Immunohistochemistry
Cardiac tissues were fixed over night at room temperature in neutral-buffered 4% paraformaldehyde or zinc fixative (0.5% zinc chloride, 0.5% zinc acetate in TRIS-calcium acetate buffer, pH 7.4; prepared according to the protocol provided by Transduction Laboratories). Results were similar with the either fixative, although the zinc fixation gave better immunolabeling than paraformaldehyde fixation. Tissues were dehydrated through a graded series of ethanol, replaced with 1-butanol, and embedded in paraffin. Sections (6 μm thick) were placed on silane-coated slides, deparaffinized in xylene, and rehydrated through an ethanol gradient. Antigen retrieval was performed by incubating the sections at 90°C for 20 min in Antigen Unmasking Solution (Vector Laboratories, Burlington, ON, Canada). This treatment significantly enhanced the immunostaining signals of all the antibodies used in this study and was especially necessary for reproducible detection of the weak caveolin-3 signal in some tissues.

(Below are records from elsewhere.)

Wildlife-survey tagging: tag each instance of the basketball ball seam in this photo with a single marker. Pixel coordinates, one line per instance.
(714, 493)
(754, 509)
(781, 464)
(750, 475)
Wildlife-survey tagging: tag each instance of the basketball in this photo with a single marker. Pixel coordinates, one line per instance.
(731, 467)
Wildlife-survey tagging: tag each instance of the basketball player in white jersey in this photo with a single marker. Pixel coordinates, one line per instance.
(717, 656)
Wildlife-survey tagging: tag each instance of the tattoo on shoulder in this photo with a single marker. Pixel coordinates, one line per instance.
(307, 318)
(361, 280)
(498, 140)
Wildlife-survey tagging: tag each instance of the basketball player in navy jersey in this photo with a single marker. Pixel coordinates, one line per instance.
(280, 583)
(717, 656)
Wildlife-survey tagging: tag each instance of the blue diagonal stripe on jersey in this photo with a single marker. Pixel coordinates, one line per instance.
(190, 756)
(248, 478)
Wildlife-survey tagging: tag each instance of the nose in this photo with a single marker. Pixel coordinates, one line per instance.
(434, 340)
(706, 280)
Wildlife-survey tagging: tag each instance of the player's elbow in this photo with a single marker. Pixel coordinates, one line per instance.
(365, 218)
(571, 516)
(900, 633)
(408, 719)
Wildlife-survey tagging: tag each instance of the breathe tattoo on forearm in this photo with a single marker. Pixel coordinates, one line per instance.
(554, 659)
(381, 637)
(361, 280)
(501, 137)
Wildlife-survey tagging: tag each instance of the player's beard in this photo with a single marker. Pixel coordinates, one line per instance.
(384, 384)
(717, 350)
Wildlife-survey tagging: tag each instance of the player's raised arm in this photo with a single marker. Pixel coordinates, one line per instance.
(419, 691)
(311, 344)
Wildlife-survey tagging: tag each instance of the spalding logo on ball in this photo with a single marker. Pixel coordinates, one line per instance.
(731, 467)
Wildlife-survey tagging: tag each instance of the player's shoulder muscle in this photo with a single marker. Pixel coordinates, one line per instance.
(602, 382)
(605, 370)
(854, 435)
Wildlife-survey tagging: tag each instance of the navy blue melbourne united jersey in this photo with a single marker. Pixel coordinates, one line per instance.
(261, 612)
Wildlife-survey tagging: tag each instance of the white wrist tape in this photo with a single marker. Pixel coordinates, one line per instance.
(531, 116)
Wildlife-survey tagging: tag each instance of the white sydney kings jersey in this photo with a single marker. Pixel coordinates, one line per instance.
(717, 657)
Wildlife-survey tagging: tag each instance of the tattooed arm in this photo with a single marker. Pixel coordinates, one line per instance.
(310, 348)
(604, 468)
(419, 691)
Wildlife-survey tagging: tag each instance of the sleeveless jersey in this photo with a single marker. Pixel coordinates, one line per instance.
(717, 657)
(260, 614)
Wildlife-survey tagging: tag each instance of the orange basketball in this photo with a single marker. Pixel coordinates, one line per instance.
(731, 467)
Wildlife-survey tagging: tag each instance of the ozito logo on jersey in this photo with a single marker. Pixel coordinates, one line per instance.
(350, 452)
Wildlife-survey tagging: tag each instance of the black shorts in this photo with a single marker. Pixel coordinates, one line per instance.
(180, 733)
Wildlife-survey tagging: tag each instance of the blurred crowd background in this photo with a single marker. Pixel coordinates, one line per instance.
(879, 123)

Sections were treated for 15 min with a mixture of normal donkey and goat sera (5% each) and then incubated with the following primary antibodies at 4°C overnight: mouse monoclonal anti-caveolin-3 antibody (clone26, Transduction Laboratories; 1:500 dilution). Cells cultured on glass cover slips were fixed with neutral-buffered 3% paraformaldehyde for 10 min, permeabilized with 0.1% Triton X-100 for 5 min, and treated with 3% bovine serum albumin for 10 min before being immunolabeled. The cells were incubated with the following primary antibodies at room temperature for 20 min: mouse monoclonal anti-caveolin-3 antibody (clone 26, Transduction Laboratories; 1:250 dilution). Alexa Fluor 488-conjugated goat anti-rabbit IgG antibody (Molecular probes; USA; 1:1000 dilution) and Cy3-conjugated donkey anti-mouse IgG antibody (Jackson Immuno Research Laboratories; 1:1000 dilution) were used as secondary antibodies. Negative controls were included for each experiment by incubating sections with non-immune mouse or rabbit IgGs at 0.5 μg/mL instead of the primary antibodies. The specimens were observed by a Zeiss LSM 5 PASCAL confocal laser-scanning microscope or by a Zeiss Axio Imager microscope 38.
Statistics
Statistical analysis was carried out using GraphPad Prism 4.0 (GraphPad Software, San Diego, CA, USA). Each group consisted of 6 animals. All data were expressed as means ± S.E.M. Data groups were compared with an analysis of variance (ANOVA) followed by Tukey's multiple comparison tests. Values of P < 0.05 were regarded as significant.
Results
The basal blood pressure and heart rate measurements (t1) recorded at the beginning of the experiment were not different among the four experimental groups (P > 0.05; Table 1). On the other hand, HR and BP were found to be decreased in the vehicle-treated HF group with cardiac injury. On the other hand, in the melatonin-treated HF group, both HR and BP values were found to be closer to the control. As expected, by the end of the 4 weeks, body weight measurements exhibited marked elevations in all groups, except the HF group (P < 0.001). But, heart weight was increased in the rats with HF (P < 0.001), and this effect was attenuated by melatonin treatment (P < 0.001) (Table 1).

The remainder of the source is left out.